Choose the RTX A5000 for cost-sensitive prototyping, visualization, or small-scale AI tasks: cloud pricing starts at $0.03 per hour across 32 offers, with 24 GB VRAM sufficient for models under 10 billion parameters. Its 230W TDP and PCIe form factor enable easy integration into workstations without specialized infrastructure.

Use Cases

LLM Training
GB300 SXM6

The GB300's 288 GB HBM3e VRAM and 2250 TFLOPS FP16 handle massive datasets and models without partitioning. The A5000's 24 GB limits it to smaller-scale training.

LLM Inference
GB300 SXM6

GB300 FP8 at 4500 TFLOPS and 12000 GB/s bandwidth enable high-throughput serving of large models. A5000's 27.8 TFLOPS FP16 restricts concurrency.

Fine-tuning
Either

GB300 excels for parameter-efficient fine-tuning on huge models with 288 GB VRAM. A5000 suffices for smaller LoRA adapters at $0.03 per hour.

Stable Diffusion
RTX A5000

A5000's 24 GB GDDR6 supports image generation pipelines efficiently at low 230W TDP. GB300's 1400W overkill for single-node creative workflows.

Scientific Computing
GB300 SXM6

GB300's 90 TFLOPS FP32 and 288 GB VRAM accelerate simulations like molecular dynamics.

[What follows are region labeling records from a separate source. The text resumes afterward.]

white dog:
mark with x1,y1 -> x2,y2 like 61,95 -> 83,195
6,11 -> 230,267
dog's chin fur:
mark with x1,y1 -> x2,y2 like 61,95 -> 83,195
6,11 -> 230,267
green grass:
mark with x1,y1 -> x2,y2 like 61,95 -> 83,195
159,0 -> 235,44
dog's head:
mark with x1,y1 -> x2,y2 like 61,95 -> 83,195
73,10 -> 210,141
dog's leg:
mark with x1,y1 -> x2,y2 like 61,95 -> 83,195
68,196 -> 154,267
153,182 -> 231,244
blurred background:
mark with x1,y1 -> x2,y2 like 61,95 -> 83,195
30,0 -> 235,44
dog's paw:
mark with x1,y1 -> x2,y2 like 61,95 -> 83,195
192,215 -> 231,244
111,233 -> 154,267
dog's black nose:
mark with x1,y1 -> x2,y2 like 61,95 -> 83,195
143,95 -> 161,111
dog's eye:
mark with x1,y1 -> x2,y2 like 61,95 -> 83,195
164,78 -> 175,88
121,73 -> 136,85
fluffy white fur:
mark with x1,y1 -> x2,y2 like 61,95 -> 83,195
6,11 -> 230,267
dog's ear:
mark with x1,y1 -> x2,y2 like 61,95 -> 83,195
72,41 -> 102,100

A5000's matching 27.8 TFLOPS FP32 fits lighter computations.

Frequently Asked Questions

What is the VRAM capacity of the GB300 versus RTX A5000?

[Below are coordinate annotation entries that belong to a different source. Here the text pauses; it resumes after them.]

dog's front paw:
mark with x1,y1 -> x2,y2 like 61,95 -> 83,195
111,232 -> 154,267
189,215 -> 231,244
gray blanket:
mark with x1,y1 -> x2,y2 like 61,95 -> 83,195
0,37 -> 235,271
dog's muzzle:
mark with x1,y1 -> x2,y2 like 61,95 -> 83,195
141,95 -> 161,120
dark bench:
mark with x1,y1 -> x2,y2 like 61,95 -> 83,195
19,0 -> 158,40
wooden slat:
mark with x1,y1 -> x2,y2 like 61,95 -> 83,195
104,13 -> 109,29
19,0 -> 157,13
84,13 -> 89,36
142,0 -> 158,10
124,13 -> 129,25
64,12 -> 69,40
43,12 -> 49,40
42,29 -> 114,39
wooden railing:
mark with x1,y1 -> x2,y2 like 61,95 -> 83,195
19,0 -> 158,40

The GB300 provides 288 GB HBM3e VRAM for large-scale AI models. The RTX A5000 offers 24 GB GDDR6, suitable for moderate workloads. This 12-fold difference impacts model size handling.

How do memory bandwidths compare?

GB300 achieves 12000 GB/s with HBM3e, enabling massive batch processing. RTX A5000 delivers 768 GB/s on GDDR6 for standard tasks. The gap supports larger contexts on GB300.

What are the FP16 performance figures?

GB300 reaches 2250 TFLOPS FP16 for accelerated training. RTX A5000 provides 27.8 TFLOPS FP16. This yields over 80 times faster tensor operations on GB300.

Is the GB300 available on cloud platforms?

No live offers exist for the GB300 currently. RTX A5000 has 32 offers from $0.03 per hour, averaging $0.44 per hour. Availability favors the A5000 now.

What are the power requirements?

GB300 demands 1400W TDP in SXM form for datacenters. RTX A5000 uses 230W TDP in PCIe, fitting workstations. Higher TDP correlates with GB300's performance lead.

Which GPU supports better multi-GPU scaling?

GB300 uses NVSwitch and NVLink for cluster efficiency. RTX A5000 supports NVLink but lacks NVSwitch. This makes GB300 ideal for hyperscale setups.

Which is cheaper to rent, the GB300 or the RTX A5000?

Cloud rental prices for both the GB300 and RTX A5000 vary by provider, configuration, and availability. This page shows live pricing from 25+ providers updated every 60 seconds. Scroll to the Live Cloud Pricing section to compare current rates.

How much VRAM does the GB300 have compared to the RTX A5000?

The GB300 has 288 GB of HBM3e memory. The RTX A5000 has 24 GB of GDDR6 memory.

Can I find GB300 and RTX A5000 GPUs available to rent right now?

Yes. This page shows real-time availability across 25+ cloud GPU providers. The Live Cloud Pricing section displays only in-stock offers with current pricing.

What is the main difference between the GB300 and the RTX A5000?

The GB300 uses the Blackwell Ultra architecture (2025) while the RTX A5000 uses Ampere (2021). The GB300 delivers 80.9x the FP16 throughput and 15.6x the memory bandwidth of the RTX A5000.